Tuesday, 2 July 2013

Across the Solent

You arrive in Portsmouth and immediately see the naval traditions all around you.

HMS Warrior stand proudly at the docks, Britain's first iron hulled warship and all the pubs have nautical names.

Streets and buildings have names of battles won at sea in days gone and to see HMS Victory; Nelson's flagship you have to fork out a ridiculous £26. After that we didn't even bother to see how much the Mary Rose would cost to see.

The reason Ii found myself on a bright but windy day down by the ferry terminal was that I was off to the Isle of Wight.

I had never been before and didn't know what to expect really.
HMS Warrior at the historic dockyard

Of course I knew what attractions and historical landmarks were awaiting me upon my crossing but when I thought about it I could not think of a single famous person; historical or otherwise to have come from the island.

Once the car was loaded and the ferry had been piloted out of the Solent and over to Fishbourne dodging Napoleonic sea forts, it was time to explore.

Off the main road the Isle suddenly jumps back in time 50 years. Single file traffic along country lanes where the hedgerows are reclaiming the tarmac greet you.

Speed slows down to 10 miles an hour round corners as you try and avoid hitting a tractor head on or a group of children in brand new backpacks looking lost on their Duke of Edinburgh's expeditions.

Finally we arrived at our destination, the home of a friend and his misses who had moved here for work.

Somehow this small island where the mist rolls in off the sea making the needles impossible to see while we were there didn't suit them. Coming from closer to London it was as though they had stepped back in time when accepting his new job.
It was quite funny to listen to their points of view on the islanders being firmly rooted in the past with opinions, views, morals and the speed that they drive.
It was more amusing to listen as he got progressively more drunk and started to bad mouth the locals.

A quiet moment at Shaklin Chine
So what did we get up to on the Isle of Wight. To be honest we didn't see a lot of it. As I had mentioned before the mist shrouded half the island in secrecy and you could hear the sea but even when on the cliff top you could not see further than a meter in front of you. The wet mist hid all the delights of the coast as we ventured to the west of the island.
On the other hand the mists abated and the sun came out giving us brilliant views over the Solent to the main land where you could see the spinnaker tower shining in the sun down in Portsmouth.

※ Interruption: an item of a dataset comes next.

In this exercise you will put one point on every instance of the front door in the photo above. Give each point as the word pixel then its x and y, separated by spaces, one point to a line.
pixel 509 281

We visited a local garlic farm where I refused point blankly to buy the garlic flavored beer and we also visited a gorge. Or rather as they are called a 'Chine' on the island.
I was rather naughty in the chine. We were wandering up and came to the end of the pathway. There was the upper entrance and an old shed selling tickets. I couldn't resist it but slowly and very quietly slipped the latch on the shed door locking the ticket lady inside. She was unawares and then I ran off giggling.
Of course the chine is busy and soon a tourist would let her out, but it did make me feel ever so naughty!

I think I needed to take it out on something after watching the Lions lose in the dying breaths of the game against Australia. Watching that game had given my heart a workout more on the bad side than good.

Shanklin, Ventnor and Godshill are picture postcard Victorian seaside Britain at its finest. They are truly chocolate box covers of town and no wonder it attracts the tourists from the older generation who stroll or rather amble and shuffle along the promenade showing off their dandiest socks and sandles.

The picturesque villages however cannot hide the unemployment and the reliance on seasonal work. This manifests itself in the number of people hanging around; sipping from lager cans on the street corners. A contrast to the 'visit Britain' poster landscape in front of you.

Bembridge lifeboat station
In the end we didn't see as much as we wanted to. The elements and the mist rolling in from the sea reduced our sightseeing to the East of the island. We did however see Bembridge and the lifeboat station, the fort and the Lord Yarborough monument on top of a hill over looking Portsmouth, the Solent and the English channel beyond.

We left on an early morning ferry feeling that we had not seen all there was and that we had only read the synopsis of a book rather than become lost within its pages.